• Wanderwolf
  • Wanderwolf

Über alle Berge – Transalp zum Gardasee

Sechs Etappen, 399 Kilometer und 7.981 Höhenmeter: Unsere erste Transalp führte von Ehrwald über steile Anstiege, rasante Trails und grandiose Alpenpanoramen bis zum Gardasee. Eine Woche voller Abenteuer, Teamgeist und unvergesslicher Momente. Baca lagi
  • Permulaan perjalanan
    16 Julai 2005

    Noch einmal Sauna, dann Alpen

    16 Julai 2005, Austria ⋅ 🌧 23 °C

    Im zehnten Jahr unseres Bestehens wagten wir uns erstmals an ein ganz besonderes Abenteuer: eine Alpenüberquerung mit dem Mountainbike.

    Am Samstagmorgen brachen wir gemeinsam zu einer Woche auf, die uns noch lange in Erinnerung bleiben sollte. Mit sechs Teilnehmern und einem Betreuer machten wir uns auf den Weg nach Ehrwald in Österreich, dem Ausgangspunkt unserer Transalp.

    Im Hotel Feneberg ließen wir es uns zunächst noch einmal richtig gut gehen. Nach der Anreise entspannten wir in der Sauna und stärkten uns bei einem üppigen Abendessen für das, was vor uns lag.

    Noch war alles angenehm ruhig. Doch am nächsten Morgen sollte unsere erste Etappe beginnen – und damit das eigentliche Abenteuer.
    Baca lagi

  • 21 Prozent und kein Weg zurück

    17 Julai 2005, Austria ⋅ ☁️ 25 °C

    Der GPS-Empfänger hatte die richtige Tour gespeichert, die Akkus waren geladen, und nach einem ausgiebigen Frühstück standen auch unsere Räder startklar vor dem Hotel. Unser Gepäck konnten wir glücklicherweise im Begleitbus verstauen – beste Voraussetzungen also, um die erste Etappe möglichst unbeschwert zu genießen.

    Pünktlich um 9 Uhr rollten wir los. Besonders weit kamen wir allerdings zunächst nicht: Nach kaum drei Kilometern musste bereits der erste Reifen geflickt werden. Die Reparatur war zum Glück schnell erledigt, und auch für den Rest des Tages hielten sich die Pannen erfreulich in Grenzen.

    Dafür sorgte die Landschaft immer wieder für ungeplante Stopps. Die Bergwelt um uns herum war schlicht zu schön, um einfach daran vorbeizufahren.
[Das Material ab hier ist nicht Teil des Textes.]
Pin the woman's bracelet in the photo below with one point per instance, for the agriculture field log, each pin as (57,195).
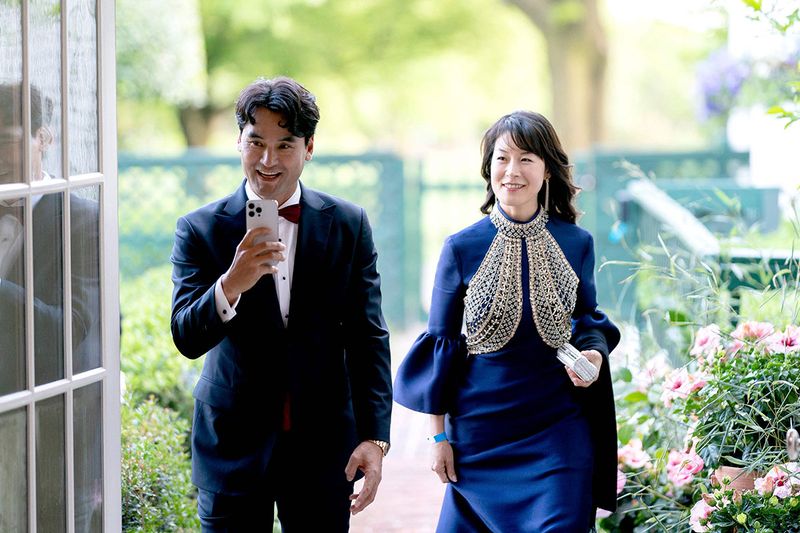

Immer wieder hielten wir an, genossen die Aussicht und versuchten, wenigstens einen Teil davon mit der Kamera festzuhalten.

    Der Anstieg zum Dirstentrittkreuz, mit 1.840 Metern der höchste Punkt unserer heutigen Etappe, wurde schließlich zur ersten echten Herausforderung. Bereits auf den ersten zwei Kilometern schraubte sich der Schotterweg mit Steigungen von mehr als 21 Prozent bergauf. Da half kein Jammern – nur treten, atmen und hoffen, dass hinter der nächsten Kurve endlich ein flacheres Stück wartete.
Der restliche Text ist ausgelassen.